One of the biggest struggles I perceive in my life right now is Husband.  He just finished his 12 rounds of ECT (Electro Convulsive Therapy).  While, for a time I noticed a slight improvement in his mood, the last couple of days he has been extremely depressed and anxious and fearful.  The effects of the ECT treatments have stressed not only him, but me as well, because I feel like I’m living with a child.  His short term memory is fried, and he can’t remember answers to questions he asked me just five minutes prior. I am taking care of affairs that normally would fall to him and that he previously coped with better. He says he doesn’t feel like himself.  He worries he will never be the same.  I feel helpless.

I don’t know how to help him.  We considered him returning to the hospital this weekend for inpatient treatment, but decided against it, since he sees his psychiatrist on Monday who can make a recommendation as to where to go from here with his treatment.  They’ve restarted him on his anti-depressant, but that takes weeks to kick in.  So it’s really hard to be positive right now.  I can’t handle my own anxiety, much less help him with his. 
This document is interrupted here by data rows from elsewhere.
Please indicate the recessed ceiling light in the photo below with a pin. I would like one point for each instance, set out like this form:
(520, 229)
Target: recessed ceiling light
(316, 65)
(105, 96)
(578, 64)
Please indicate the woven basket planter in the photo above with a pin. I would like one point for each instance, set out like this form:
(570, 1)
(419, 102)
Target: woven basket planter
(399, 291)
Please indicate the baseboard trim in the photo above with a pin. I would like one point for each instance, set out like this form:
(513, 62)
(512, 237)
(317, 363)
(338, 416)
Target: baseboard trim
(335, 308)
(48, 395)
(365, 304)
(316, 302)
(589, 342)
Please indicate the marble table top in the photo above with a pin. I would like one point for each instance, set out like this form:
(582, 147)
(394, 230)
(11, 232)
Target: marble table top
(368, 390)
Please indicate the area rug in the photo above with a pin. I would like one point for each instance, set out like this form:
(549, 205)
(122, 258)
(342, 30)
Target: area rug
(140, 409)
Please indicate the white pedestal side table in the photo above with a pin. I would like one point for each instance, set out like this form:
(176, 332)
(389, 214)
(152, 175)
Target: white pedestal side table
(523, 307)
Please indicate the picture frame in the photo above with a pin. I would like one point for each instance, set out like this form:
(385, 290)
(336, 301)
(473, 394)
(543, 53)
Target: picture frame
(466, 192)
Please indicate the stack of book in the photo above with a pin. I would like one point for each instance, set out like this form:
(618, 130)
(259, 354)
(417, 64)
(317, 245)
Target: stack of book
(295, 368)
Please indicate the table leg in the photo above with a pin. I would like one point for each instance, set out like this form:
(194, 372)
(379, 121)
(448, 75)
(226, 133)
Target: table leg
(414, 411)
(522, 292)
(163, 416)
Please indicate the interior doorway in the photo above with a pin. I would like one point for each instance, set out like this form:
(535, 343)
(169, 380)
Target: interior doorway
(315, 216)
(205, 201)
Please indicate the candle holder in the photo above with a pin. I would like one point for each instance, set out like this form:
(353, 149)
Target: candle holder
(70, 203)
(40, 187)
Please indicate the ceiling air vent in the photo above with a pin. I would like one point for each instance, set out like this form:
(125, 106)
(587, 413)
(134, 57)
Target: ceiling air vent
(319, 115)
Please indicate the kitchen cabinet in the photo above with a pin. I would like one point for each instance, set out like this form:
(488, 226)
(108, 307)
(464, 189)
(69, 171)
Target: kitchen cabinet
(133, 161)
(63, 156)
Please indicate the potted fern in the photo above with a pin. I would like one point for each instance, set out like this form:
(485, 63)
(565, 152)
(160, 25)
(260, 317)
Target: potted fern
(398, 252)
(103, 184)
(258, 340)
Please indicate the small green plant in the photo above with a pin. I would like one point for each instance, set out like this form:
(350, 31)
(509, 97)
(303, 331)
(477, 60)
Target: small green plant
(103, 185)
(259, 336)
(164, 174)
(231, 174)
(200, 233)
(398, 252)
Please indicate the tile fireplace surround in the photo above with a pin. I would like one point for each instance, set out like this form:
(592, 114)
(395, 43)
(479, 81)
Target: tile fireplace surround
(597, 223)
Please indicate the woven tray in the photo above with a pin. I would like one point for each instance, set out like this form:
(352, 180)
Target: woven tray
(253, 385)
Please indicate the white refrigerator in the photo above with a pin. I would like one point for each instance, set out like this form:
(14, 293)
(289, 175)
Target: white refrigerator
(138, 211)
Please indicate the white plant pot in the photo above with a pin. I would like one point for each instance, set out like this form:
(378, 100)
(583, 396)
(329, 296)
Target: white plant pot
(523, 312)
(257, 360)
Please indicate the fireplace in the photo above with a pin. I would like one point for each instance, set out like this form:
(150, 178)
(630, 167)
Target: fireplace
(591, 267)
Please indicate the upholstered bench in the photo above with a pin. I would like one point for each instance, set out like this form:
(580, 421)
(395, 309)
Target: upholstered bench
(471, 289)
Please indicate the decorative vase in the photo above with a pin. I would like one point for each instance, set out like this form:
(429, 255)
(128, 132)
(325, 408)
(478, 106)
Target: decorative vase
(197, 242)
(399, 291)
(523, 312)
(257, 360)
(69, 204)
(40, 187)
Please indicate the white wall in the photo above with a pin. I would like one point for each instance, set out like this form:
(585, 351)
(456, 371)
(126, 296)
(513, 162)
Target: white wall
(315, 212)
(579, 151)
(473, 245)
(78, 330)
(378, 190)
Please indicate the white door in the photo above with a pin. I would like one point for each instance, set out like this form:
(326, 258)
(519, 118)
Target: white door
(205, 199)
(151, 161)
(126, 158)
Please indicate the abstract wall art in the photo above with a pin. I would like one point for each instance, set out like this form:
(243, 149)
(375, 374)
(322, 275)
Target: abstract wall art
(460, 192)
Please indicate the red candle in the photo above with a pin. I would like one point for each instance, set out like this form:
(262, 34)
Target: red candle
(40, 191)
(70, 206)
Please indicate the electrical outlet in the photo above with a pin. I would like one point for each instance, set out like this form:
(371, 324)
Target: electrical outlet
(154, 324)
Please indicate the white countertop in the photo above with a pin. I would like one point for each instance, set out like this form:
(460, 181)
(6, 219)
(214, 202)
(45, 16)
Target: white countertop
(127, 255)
On a better note, last night as I was running early to my appointment with Dietician (major epic fail session.), I noticed a sign for a bookstore in a shopping center.  I <3 books, so I HAD to stop!   When I walked in the bookstore, I saw that it was a new and USED bookstore, so my inner Book Snob immediately was judgmental at the thought of used books.    But we looked around anyway and found our way to the Young Adult section.  Surprisingly, most of the used books were in amazingly good condition and were 50% off the book price!  Major score!  Being tight on money, even in a used book store, we could only buy one book, so we found a book by Laurie Halse Anderson titled Prom.  Though it’s not War and Peace or The Adventures of Huckleberry Finn, it’s a really good, easy read and one I know my female students will like.  My collection of loaner books for my students is growing larger, and I’m really stoked about having so many choices to offer them. 

Lastly, as I was leaving the store, I noticed some chairs and tables lining the walkway outside the strip mall. They belonged to a store called Menchie’s, another fro-yo store!  I went inside and they had all the amazing flavors and toppings that will do my fro-yo addiction proud.  Score, again!

So, even though I’m living life in the stress lane, I’ve had some good runs, took Husband on a walk, found two new fro-yo stores, and an up-scale used bookstore. 

Not bad for someone hanging on by a thread.